You break down in the middle of the road and cry.

(Back in Viridian)

"Yeah, I've had my coffee and I feel great. Except now my prostate swelled up. Life sucks," The man walked away as you eyes bulge out of your skull.

I think I'll go check out that gym over there even though I have a Pikachu at level 3 that got it's ass kicked by Gary (cuz I rip off the show) and it was supposed to be a Charmander, you say to yourself.

You get closer to the door to enter it as just as you are about to turn the nob, a dark, mobster looking man exit's the building and locks up.

"Hey, go home! I'm not doing anything suspicious!" He says.

"But I wanted to fight the gym leader here. Unless he's not man enough," You say snidely.

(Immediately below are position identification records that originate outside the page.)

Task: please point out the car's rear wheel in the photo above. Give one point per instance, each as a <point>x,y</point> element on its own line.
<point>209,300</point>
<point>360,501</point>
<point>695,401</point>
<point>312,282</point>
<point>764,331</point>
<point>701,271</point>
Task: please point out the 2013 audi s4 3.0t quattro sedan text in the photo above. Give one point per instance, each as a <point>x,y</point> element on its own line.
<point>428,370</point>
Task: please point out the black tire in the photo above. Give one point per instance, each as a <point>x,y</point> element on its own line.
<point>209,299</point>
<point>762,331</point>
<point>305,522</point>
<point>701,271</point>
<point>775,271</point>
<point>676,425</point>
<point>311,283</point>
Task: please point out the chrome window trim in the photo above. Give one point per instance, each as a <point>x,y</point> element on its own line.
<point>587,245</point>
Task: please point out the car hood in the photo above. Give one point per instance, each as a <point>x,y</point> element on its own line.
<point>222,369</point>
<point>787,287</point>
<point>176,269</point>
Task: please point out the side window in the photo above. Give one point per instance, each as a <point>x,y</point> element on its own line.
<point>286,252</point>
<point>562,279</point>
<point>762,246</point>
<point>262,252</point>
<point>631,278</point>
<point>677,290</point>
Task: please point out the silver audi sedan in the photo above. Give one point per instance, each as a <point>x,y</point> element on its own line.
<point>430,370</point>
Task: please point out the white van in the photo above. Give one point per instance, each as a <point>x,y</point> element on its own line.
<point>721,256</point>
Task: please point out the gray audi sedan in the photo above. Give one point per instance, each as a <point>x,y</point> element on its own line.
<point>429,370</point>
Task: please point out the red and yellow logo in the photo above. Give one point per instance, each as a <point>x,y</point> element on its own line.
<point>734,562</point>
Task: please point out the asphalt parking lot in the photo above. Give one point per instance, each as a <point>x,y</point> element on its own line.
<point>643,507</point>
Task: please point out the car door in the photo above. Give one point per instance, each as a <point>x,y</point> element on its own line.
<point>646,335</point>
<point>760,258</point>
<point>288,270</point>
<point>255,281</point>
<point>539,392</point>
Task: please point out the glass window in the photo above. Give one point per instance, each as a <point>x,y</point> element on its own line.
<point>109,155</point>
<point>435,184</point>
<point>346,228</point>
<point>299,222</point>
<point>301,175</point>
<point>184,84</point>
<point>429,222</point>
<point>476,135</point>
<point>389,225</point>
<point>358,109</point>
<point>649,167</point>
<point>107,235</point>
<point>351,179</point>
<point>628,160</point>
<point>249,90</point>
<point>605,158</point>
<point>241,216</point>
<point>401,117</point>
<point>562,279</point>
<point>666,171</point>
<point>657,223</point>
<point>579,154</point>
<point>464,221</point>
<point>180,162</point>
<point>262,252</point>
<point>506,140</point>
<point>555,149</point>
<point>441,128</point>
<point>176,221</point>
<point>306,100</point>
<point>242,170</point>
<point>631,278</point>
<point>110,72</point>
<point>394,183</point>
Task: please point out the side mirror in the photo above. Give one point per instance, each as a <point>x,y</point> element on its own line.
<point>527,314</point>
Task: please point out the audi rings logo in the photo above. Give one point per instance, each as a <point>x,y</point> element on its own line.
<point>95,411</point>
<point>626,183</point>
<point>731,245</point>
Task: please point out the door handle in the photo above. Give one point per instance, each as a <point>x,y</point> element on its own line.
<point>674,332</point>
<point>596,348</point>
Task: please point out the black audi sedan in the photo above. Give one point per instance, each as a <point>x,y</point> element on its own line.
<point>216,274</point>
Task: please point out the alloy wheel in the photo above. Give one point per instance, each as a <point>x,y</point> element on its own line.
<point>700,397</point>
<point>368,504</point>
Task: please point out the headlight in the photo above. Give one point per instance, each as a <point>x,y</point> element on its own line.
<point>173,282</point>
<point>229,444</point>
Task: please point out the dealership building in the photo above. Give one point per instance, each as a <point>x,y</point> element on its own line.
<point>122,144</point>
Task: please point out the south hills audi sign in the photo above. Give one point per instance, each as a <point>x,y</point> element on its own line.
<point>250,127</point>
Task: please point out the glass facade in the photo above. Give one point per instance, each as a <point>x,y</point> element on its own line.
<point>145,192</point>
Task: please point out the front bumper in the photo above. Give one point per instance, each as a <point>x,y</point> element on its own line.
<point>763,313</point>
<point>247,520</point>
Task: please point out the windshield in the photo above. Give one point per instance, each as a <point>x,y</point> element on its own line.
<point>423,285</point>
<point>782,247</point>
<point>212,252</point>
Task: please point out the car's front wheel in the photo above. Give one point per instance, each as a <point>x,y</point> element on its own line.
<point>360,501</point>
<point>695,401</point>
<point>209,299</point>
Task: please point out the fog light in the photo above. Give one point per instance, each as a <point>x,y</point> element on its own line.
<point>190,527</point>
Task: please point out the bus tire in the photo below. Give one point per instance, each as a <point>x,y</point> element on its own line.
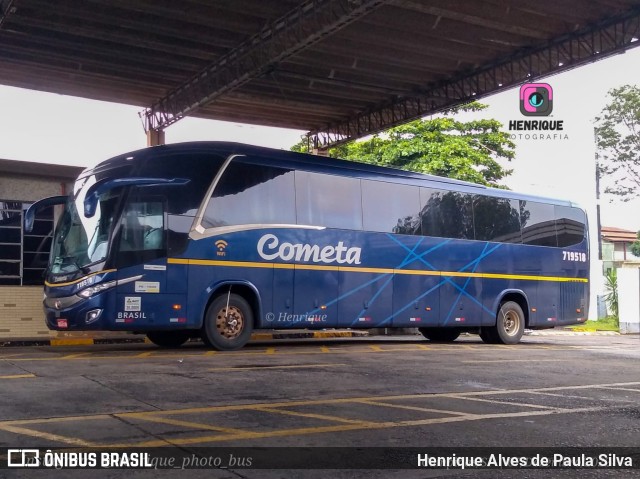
<point>442,335</point>
<point>228,330</point>
<point>509,323</point>
<point>168,339</point>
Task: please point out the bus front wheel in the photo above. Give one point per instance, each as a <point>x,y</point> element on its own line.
<point>168,339</point>
<point>509,324</point>
<point>443,335</point>
<point>228,323</point>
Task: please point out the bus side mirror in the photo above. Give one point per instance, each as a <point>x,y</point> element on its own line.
<point>94,192</point>
<point>30,214</point>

"Hey! I AM MAN ENOUGH YOU LITTLE PUNK KID! It's just that . . . My baby Mewtwo ran away and now I have to find him before he does something stupid, like gather a whole bunch of the best Pokeman trainers and recreates the island in which he was born, and tries to wipe out all of mankind while fighting his original agent only known as Mew, the rarest Pokeman in the world cuz she's the only friggin one. Until Lugia and whatever other stupid rare pokeman comes along and ruins the whole RAREST things. I mean, I had to friggin' forge her eyebrow in order to get the friggin' DNA. That put my savings to a dwindling 10 million dollars. Now I'm practically Michael-Jackson-broke. So go home, and pretend you didn't hear any of that stuff," The man ran off. The back of his coat had a large red R on it. Not inconspicuous at all. You shrug and travel to the next town.

(Diglett's cave)

"I'm so friggin' lost!" You cry. Digletts dance around you, as if making fun of your incompetence.